How a SoC team validated a communication interface that simulation could not model
Tags: At-speed debug, Large Designs.
Context A semiconductor company designing a large SoC with multiple communication interfaces. One interface IP, developed in-house, had to be proven compatible with existing third-party peripherals before tape-out. The prototype ran on a custom FPGA board.
The problem The compatibility could not be verified in simulation: real-world peripherals are poorly modelled, and the relevant behaviors only emerge in interaction with actual devices. The team needed to observe the interface operating against real peripherals, at real speed, over extended periods — exactly the conditions simulation cannot reproduce.
Why standard tools failed JTAG-based capture offered a window of a few kilobytes before forcing a system restart. Interface compatibility issues appear sporadically across long traffic sequences — a few kilobytes of visibility makes catching them a matter of luck, not method.

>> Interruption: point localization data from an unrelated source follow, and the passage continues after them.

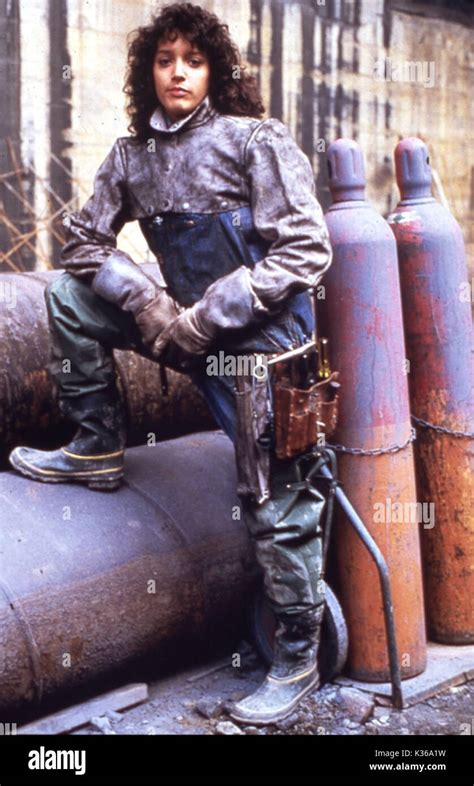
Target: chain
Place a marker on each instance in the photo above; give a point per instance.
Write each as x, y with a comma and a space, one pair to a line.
373, 451
443, 429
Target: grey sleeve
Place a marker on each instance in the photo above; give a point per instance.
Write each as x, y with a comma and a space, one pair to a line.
286, 213
92, 232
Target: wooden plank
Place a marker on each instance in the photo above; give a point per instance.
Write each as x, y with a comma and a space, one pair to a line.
80, 714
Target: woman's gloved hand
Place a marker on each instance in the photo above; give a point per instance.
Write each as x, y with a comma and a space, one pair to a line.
228, 304
120, 281
185, 333
156, 316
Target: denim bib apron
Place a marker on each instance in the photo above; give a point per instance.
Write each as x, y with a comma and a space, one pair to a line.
196, 249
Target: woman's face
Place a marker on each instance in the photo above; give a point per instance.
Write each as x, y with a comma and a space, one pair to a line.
181, 75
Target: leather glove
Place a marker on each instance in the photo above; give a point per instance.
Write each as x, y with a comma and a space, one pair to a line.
120, 281
228, 304
185, 333
156, 316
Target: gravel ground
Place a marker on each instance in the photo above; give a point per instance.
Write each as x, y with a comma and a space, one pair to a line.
194, 702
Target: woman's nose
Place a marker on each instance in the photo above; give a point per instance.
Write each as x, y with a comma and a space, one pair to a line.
179, 70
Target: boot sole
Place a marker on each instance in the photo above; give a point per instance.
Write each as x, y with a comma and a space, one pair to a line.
104, 484
256, 721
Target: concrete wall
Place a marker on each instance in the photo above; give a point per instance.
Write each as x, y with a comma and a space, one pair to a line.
317, 66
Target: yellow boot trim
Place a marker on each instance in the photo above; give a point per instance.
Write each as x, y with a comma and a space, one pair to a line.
103, 457
85, 474
288, 680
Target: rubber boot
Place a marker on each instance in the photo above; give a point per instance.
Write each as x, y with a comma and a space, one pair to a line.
287, 535
94, 455
294, 672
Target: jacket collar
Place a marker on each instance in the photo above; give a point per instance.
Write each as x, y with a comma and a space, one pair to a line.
160, 121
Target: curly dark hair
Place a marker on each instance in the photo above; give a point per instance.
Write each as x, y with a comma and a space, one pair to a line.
229, 95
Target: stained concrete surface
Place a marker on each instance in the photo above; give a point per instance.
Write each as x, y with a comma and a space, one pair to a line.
193, 702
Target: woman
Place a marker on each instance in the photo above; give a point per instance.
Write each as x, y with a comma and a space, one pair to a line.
226, 201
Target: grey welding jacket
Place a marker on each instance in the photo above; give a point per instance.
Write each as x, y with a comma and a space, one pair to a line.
210, 163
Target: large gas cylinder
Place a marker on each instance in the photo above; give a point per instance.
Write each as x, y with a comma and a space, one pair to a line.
436, 300
91, 581
29, 412
362, 317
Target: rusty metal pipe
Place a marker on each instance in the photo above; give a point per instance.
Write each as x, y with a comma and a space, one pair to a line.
361, 314
89, 581
438, 326
29, 412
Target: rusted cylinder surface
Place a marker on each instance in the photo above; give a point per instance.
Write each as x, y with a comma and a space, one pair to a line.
361, 314
28, 404
436, 297
89, 580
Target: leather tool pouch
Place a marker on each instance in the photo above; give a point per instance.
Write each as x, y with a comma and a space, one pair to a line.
254, 418
302, 416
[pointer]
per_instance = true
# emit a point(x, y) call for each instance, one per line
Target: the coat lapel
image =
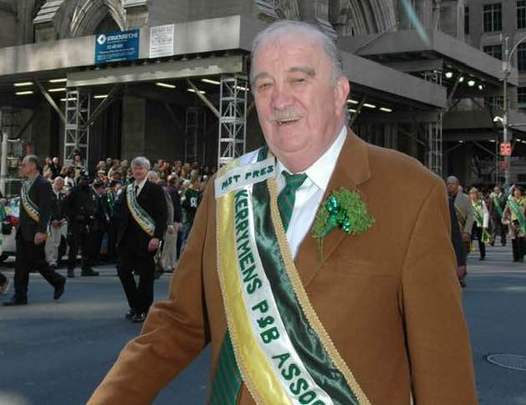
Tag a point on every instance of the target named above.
point(351, 170)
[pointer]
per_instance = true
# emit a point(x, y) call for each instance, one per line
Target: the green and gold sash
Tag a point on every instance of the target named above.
point(282, 350)
point(518, 212)
point(143, 219)
point(29, 206)
point(478, 213)
point(496, 204)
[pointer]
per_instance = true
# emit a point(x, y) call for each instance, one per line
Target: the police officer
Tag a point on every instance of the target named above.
point(56, 241)
point(101, 221)
point(81, 208)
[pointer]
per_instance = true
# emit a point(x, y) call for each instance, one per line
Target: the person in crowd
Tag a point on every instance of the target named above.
point(456, 240)
point(101, 221)
point(480, 231)
point(497, 203)
point(515, 217)
point(465, 218)
point(189, 203)
point(142, 226)
point(81, 209)
point(36, 205)
point(113, 202)
point(173, 191)
point(55, 167)
point(57, 234)
point(289, 321)
point(4, 284)
point(78, 165)
point(68, 172)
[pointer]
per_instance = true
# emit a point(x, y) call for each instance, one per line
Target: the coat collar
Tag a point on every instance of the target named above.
point(351, 171)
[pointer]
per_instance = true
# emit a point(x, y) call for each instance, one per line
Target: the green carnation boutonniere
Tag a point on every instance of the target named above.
point(343, 209)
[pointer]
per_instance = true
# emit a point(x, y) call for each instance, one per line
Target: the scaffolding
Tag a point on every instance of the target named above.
point(232, 118)
point(434, 146)
point(194, 135)
point(76, 137)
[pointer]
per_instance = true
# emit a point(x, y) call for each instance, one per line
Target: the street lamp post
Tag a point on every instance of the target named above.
point(506, 68)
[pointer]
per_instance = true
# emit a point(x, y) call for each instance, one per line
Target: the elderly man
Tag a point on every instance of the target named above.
point(142, 225)
point(36, 204)
point(309, 286)
point(465, 218)
point(57, 232)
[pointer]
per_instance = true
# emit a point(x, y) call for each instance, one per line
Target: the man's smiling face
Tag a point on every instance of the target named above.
point(299, 102)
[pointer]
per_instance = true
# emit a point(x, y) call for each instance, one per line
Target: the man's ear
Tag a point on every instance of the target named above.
point(341, 92)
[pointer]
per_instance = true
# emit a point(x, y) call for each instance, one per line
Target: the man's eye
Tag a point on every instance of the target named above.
point(298, 80)
point(264, 86)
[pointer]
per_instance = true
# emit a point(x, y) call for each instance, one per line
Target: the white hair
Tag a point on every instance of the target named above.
point(287, 28)
point(152, 175)
point(452, 180)
point(141, 161)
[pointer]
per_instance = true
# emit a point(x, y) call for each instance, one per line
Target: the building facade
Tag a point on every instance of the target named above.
point(191, 101)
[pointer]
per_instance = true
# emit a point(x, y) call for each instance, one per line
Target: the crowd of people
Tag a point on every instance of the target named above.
point(484, 216)
point(87, 211)
point(85, 219)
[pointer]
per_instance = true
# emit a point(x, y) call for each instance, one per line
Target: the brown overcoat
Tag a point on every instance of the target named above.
point(389, 298)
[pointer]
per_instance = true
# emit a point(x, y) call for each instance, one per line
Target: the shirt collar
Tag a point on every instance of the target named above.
point(141, 184)
point(320, 172)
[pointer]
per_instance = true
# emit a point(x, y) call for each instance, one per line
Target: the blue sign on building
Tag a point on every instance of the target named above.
point(117, 46)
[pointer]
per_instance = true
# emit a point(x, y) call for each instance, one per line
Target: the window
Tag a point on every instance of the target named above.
point(493, 50)
point(521, 14)
point(466, 20)
point(521, 57)
point(492, 17)
point(521, 97)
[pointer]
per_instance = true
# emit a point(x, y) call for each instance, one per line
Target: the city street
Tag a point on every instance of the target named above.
point(56, 353)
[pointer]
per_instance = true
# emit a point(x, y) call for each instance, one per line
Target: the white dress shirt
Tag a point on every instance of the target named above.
point(310, 194)
point(140, 185)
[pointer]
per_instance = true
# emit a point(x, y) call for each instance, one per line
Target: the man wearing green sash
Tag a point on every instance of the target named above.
point(36, 204)
point(515, 217)
point(309, 286)
point(497, 203)
point(481, 221)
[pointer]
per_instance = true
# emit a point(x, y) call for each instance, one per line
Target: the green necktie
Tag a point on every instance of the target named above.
point(227, 381)
point(287, 197)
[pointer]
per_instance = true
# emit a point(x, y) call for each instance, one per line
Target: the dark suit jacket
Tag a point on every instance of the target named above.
point(42, 195)
point(58, 212)
point(130, 235)
point(389, 298)
point(176, 200)
point(456, 235)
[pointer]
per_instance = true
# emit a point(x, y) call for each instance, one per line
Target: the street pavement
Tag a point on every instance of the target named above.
point(56, 352)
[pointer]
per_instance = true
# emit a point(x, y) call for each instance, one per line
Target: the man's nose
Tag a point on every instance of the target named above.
point(281, 97)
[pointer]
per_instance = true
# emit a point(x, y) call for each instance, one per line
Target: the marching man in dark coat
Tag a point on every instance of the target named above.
point(142, 225)
point(36, 204)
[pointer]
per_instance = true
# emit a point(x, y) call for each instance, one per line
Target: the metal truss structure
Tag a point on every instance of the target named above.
point(232, 118)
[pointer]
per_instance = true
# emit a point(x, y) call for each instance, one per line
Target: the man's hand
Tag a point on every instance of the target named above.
point(40, 238)
point(153, 245)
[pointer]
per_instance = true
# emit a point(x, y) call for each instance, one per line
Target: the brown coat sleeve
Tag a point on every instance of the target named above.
point(173, 334)
point(436, 333)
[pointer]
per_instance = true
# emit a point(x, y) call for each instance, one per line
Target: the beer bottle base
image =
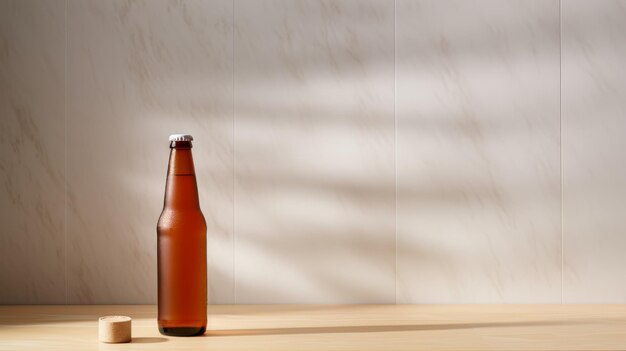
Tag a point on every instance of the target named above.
point(182, 331)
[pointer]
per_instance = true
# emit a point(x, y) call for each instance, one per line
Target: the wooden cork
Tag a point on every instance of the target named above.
point(114, 329)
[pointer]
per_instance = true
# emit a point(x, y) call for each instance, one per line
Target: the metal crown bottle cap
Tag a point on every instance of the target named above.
point(181, 137)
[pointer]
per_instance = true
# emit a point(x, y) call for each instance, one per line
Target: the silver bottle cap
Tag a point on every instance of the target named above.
point(181, 137)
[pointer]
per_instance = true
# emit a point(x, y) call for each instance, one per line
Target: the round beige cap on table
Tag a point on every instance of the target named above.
point(114, 329)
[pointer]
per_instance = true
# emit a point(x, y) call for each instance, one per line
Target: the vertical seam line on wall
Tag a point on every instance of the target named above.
point(395, 149)
point(561, 139)
point(234, 161)
point(65, 154)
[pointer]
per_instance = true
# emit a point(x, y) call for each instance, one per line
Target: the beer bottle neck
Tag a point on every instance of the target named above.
point(181, 191)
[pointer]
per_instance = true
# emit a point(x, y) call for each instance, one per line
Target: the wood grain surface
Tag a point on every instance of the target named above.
point(329, 327)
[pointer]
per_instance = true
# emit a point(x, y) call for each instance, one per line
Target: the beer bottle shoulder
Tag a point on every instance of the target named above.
point(173, 218)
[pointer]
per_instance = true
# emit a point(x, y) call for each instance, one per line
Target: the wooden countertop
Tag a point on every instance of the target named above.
point(344, 327)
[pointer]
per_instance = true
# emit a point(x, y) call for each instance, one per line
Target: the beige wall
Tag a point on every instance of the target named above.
point(352, 151)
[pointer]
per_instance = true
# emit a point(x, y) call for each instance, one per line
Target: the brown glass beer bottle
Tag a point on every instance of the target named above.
point(181, 248)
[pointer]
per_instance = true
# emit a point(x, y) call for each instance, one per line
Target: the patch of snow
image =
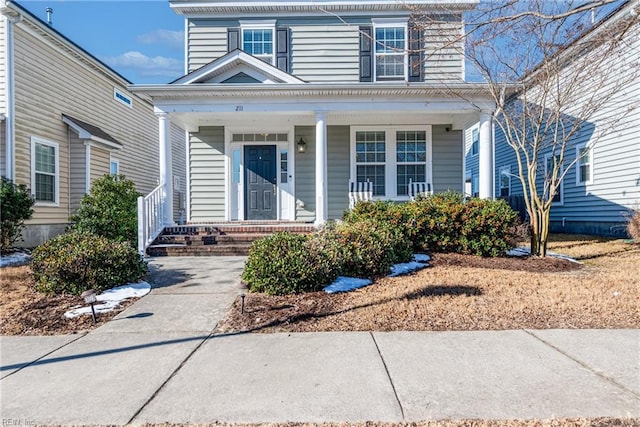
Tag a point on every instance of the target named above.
point(346, 284)
point(406, 268)
point(14, 259)
point(424, 258)
point(111, 298)
point(527, 252)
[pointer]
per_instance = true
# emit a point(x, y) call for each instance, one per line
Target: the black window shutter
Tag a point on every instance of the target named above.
point(366, 54)
point(282, 49)
point(416, 56)
point(233, 39)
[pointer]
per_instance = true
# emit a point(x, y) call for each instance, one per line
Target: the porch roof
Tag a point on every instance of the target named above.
point(459, 90)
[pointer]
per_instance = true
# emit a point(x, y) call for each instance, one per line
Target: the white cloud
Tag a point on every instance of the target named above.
point(146, 66)
point(169, 38)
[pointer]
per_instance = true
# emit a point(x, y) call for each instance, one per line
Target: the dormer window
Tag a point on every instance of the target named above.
point(390, 49)
point(258, 39)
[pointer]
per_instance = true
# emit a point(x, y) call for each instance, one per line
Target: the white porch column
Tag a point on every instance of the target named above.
point(321, 168)
point(485, 157)
point(166, 172)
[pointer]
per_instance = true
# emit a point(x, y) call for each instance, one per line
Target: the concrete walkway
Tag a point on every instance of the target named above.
point(158, 362)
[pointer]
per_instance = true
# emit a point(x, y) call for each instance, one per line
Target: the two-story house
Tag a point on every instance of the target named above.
point(66, 119)
point(601, 186)
point(286, 102)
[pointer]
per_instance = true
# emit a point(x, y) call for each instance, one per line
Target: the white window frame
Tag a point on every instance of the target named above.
point(391, 164)
point(40, 141)
point(391, 23)
point(560, 202)
point(505, 171)
point(265, 25)
point(113, 160)
point(580, 163)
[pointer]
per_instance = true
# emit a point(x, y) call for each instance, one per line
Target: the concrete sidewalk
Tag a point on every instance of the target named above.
point(158, 362)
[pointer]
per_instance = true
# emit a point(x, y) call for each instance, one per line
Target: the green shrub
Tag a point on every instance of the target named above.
point(365, 248)
point(16, 203)
point(445, 223)
point(109, 210)
point(488, 227)
point(285, 263)
point(74, 262)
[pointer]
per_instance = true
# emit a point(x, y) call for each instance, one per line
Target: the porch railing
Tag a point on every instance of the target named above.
point(151, 218)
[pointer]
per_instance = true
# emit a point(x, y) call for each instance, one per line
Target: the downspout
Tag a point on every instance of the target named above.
point(11, 17)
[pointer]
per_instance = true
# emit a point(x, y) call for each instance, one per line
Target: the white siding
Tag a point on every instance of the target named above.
point(205, 42)
point(3, 55)
point(447, 159)
point(206, 156)
point(325, 53)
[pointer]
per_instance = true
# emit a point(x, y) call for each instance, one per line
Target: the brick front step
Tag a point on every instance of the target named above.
point(208, 250)
point(230, 238)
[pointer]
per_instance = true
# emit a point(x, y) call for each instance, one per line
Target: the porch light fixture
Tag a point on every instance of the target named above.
point(302, 146)
point(90, 298)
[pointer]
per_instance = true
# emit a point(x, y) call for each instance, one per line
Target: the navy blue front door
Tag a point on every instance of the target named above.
point(260, 198)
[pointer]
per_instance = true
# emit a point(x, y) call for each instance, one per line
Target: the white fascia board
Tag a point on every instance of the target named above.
point(195, 8)
point(237, 56)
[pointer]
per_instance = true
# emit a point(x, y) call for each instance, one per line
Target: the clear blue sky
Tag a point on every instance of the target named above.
point(141, 40)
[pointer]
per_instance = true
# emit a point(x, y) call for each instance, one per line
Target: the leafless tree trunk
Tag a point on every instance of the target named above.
point(554, 76)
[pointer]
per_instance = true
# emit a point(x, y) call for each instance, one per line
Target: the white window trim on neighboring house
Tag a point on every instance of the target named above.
point(114, 161)
point(56, 189)
point(560, 202)
point(475, 141)
point(264, 25)
point(580, 163)
point(391, 23)
point(391, 164)
point(505, 171)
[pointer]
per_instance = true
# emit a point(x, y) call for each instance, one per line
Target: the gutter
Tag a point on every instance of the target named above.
point(11, 17)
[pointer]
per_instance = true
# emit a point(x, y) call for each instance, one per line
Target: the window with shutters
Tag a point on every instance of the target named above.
point(390, 157)
point(390, 50)
point(258, 39)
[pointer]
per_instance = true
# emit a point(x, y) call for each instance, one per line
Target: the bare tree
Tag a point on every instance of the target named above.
point(554, 80)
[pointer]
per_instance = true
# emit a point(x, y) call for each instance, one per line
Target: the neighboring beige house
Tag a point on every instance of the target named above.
point(67, 119)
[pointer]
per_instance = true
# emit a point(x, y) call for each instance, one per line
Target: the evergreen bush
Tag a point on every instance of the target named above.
point(110, 210)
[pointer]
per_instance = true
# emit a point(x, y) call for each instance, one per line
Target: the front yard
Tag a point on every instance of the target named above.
point(461, 292)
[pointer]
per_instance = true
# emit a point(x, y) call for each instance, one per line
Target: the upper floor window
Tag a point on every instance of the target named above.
point(390, 51)
point(552, 163)
point(45, 170)
point(584, 168)
point(258, 39)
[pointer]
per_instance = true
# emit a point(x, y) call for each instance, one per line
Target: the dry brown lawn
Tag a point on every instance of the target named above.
point(23, 311)
point(471, 293)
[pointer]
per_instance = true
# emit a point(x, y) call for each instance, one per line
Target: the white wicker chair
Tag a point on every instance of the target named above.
point(360, 192)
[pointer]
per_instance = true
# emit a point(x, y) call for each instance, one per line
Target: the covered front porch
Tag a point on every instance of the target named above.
point(289, 153)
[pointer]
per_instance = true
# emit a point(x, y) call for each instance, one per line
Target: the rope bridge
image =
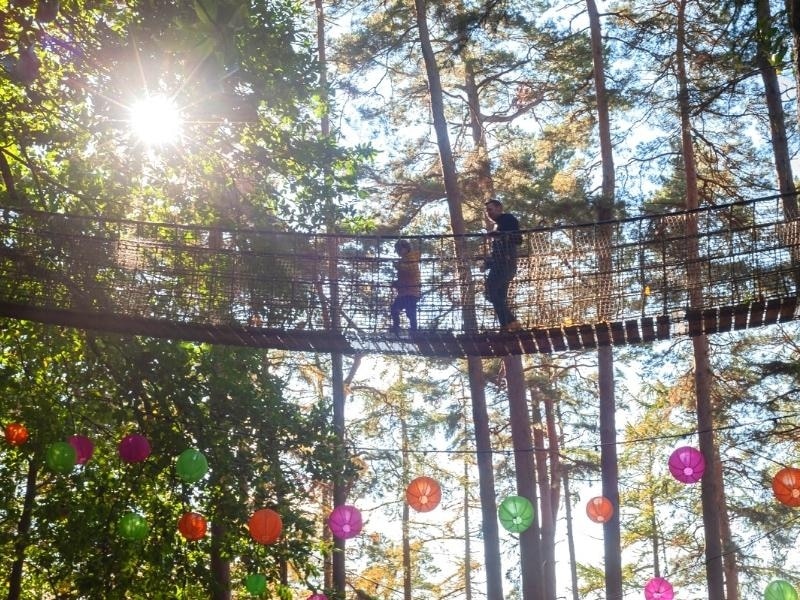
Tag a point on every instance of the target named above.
point(577, 287)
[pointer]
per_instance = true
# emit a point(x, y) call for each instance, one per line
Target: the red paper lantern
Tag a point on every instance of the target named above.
point(600, 509)
point(84, 448)
point(345, 522)
point(16, 434)
point(134, 448)
point(265, 526)
point(192, 526)
point(423, 494)
point(786, 486)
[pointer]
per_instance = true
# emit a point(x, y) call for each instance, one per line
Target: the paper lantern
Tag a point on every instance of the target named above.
point(133, 527)
point(687, 464)
point(515, 513)
point(600, 509)
point(658, 588)
point(265, 526)
point(423, 494)
point(192, 526)
point(84, 448)
point(16, 434)
point(345, 522)
point(256, 584)
point(134, 448)
point(191, 465)
point(780, 590)
point(60, 457)
point(786, 486)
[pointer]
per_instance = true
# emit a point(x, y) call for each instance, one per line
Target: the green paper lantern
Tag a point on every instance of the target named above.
point(516, 513)
point(133, 527)
point(256, 584)
point(191, 466)
point(780, 590)
point(61, 457)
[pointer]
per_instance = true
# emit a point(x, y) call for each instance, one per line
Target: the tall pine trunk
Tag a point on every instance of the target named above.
point(23, 531)
point(703, 376)
point(547, 519)
point(533, 579)
point(533, 582)
point(491, 537)
point(338, 573)
point(605, 358)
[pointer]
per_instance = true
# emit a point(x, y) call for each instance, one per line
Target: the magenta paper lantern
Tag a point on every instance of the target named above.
point(134, 448)
point(658, 588)
point(345, 521)
point(84, 447)
point(687, 464)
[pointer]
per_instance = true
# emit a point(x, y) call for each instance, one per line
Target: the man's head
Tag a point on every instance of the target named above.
point(493, 208)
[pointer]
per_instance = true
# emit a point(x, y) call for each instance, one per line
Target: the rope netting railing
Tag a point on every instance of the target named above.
point(272, 288)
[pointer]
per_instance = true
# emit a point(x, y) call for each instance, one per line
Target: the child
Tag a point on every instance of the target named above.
point(407, 286)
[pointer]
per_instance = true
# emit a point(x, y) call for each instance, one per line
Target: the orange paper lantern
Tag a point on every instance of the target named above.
point(423, 494)
point(192, 526)
point(600, 509)
point(265, 526)
point(16, 434)
point(786, 486)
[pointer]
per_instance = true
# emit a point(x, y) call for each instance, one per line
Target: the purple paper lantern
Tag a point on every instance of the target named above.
point(345, 521)
point(134, 448)
point(84, 448)
point(687, 464)
point(658, 588)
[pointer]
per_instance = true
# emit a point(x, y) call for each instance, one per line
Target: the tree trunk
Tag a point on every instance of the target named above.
point(23, 531)
point(220, 566)
point(525, 469)
point(407, 594)
point(337, 367)
point(491, 538)
point(467, 535)
point(548, 533)
point(703, 374)
point(729, 547)
point(605, 357)
point(793, 17)
point(573, 561)
point(777, 125)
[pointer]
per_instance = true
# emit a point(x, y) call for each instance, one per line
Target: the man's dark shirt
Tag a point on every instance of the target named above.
point(505, 238)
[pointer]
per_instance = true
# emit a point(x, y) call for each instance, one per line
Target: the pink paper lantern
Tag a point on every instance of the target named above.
point(345, 522)
point(687, 464)
point(658, 588)
point(84, 448)
point(134, 448)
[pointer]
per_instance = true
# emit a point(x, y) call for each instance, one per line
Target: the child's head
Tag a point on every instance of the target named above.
point(402, 246)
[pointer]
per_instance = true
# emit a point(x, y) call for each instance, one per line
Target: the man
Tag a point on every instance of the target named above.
point(502, 262)
point(408, 286)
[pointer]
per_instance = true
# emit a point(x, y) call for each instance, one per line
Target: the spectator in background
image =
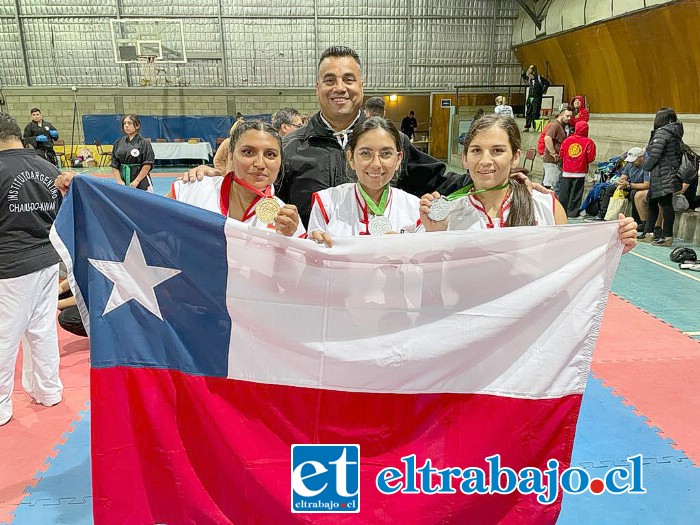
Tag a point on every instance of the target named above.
point(634, 180)
point(40, 134)
point(132, 156)
point(577, 152)
point(537, 88)
point(553, 138)
point(663, 162)
point(580, 113)
point(502, 108)
point(222, 156)
point(285, 121)
point(28, 271)
point(375, 107)
point(409, 125)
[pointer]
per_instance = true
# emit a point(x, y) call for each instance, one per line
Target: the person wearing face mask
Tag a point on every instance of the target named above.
point(495, 200)
point(369, 206)
point(245, 194)
point(40, 134)
point(132, 156)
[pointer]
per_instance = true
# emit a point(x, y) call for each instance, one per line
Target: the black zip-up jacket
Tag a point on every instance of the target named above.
point(33, 130)
point(664, 159)
point(314, 161)
point(538, 85)
point(29, 202)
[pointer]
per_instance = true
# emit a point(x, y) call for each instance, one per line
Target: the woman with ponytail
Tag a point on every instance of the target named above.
point(495, 199)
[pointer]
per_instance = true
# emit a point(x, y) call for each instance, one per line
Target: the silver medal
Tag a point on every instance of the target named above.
point(439, 209)
point(379, 225)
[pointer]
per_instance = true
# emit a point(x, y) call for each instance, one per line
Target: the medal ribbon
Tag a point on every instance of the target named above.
point(126, 172)
point(467, 191)
point(377, 209)
point(267, 194)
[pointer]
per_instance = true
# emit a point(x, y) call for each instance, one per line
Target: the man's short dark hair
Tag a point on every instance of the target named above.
point(284, 116)
point(565, 107)
point(376, 106)
point(339, 52)
point(9, 129)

The Exostiv approach Exostiv was deployed on the team’s custom board — the only solution capable of capturing large data streams at speed of operation from custom FPGA prototypes. The interface was observed in continuous operation against real peripherals, with captures spanning realistic traffic sessions instead of millisecond snapshots.
The result The interface was validated against real peripherals before tape-out. For a design of this size, an interface bug discovered in silicon means a re-spin — typically a high six-figure cost and a 3 to 4-month delay. The validation happened on the prototype, where fixing a bug costs a recompile.